After that we create a state object bound the class. This state object must only be altered through the react framework's setState function. This is so that rendering changes, which are required to happen on the server-side are does as efficiently as possible. If the render function makes use of state then the class knows that it needs to re-render itself and update the component's view.

We have added in some event handling for this component. This nicely wraps up a HTML view object and it's related JavaScript support.

All the callbacks do are change the scale of the SVG image when the mouse hovers. We could of course do this much more simply in pure CSS, but we're here to investigate how Bulma and React work and how they can work together.

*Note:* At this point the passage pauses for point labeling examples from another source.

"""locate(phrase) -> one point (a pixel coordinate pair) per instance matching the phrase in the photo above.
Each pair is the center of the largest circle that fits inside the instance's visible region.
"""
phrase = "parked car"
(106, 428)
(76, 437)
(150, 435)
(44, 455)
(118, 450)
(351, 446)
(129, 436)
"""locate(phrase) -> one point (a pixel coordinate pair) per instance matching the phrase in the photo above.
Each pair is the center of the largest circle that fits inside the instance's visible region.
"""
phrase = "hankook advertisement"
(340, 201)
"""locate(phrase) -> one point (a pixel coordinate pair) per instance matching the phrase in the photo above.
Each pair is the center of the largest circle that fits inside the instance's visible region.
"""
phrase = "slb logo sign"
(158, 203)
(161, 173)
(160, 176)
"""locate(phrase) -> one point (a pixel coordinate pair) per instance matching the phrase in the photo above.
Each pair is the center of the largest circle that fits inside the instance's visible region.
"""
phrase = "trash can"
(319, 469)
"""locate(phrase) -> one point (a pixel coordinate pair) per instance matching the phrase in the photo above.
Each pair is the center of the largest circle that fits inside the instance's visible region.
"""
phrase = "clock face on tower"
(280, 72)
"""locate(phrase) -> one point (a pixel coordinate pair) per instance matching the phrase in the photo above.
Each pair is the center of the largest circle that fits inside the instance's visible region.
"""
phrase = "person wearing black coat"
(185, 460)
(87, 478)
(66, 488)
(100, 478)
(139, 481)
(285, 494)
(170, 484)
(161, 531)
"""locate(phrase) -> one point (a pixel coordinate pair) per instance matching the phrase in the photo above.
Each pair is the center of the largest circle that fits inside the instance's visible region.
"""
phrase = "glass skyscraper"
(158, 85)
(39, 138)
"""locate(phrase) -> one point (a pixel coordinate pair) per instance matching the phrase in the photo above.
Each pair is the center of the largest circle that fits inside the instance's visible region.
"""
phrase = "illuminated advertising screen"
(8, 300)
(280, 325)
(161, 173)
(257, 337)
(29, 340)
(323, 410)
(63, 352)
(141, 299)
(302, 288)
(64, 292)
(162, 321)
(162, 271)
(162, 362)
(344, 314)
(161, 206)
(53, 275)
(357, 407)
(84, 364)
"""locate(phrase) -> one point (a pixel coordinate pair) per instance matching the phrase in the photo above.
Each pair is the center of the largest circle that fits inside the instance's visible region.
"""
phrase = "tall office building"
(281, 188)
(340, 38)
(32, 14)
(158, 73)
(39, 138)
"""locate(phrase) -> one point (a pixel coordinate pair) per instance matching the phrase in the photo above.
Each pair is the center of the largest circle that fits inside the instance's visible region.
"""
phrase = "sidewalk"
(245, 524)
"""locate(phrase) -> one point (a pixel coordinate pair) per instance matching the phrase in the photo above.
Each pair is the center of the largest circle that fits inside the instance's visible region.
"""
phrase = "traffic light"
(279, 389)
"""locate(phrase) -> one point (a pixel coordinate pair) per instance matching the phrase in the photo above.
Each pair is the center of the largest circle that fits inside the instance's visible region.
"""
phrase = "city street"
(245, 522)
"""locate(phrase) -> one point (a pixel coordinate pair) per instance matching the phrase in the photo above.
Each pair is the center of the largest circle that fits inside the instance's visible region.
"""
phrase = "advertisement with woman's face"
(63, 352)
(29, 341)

I'm very much learning as I go.

The render function of the class returns the view. It makes use of the component's state. Using the state doesn't need to be wrapped in a get function, but setting the state must as we've already established be wrapped with the setState function.

We can investigate that further later on. We simply return a single image element. Normally we'd wrap the contents returned in a container div. I just wanted the minimum possible here for now. From the render method, we must only have one outer element. Thus, if we want to return an image and a paragraph, that's fine - but both must be wrapped in a div or similar element as a container.

If you're familiar with JavaScript then you'll be familiar with the bind(this) construct that's going on here. It's a little laborious, but it must be done for the event handlers to be bound to the class object and therefore be able to make use of this to reference the class object. Without these bind calls, the event handlers would have no knowledge of the class in which they're defined.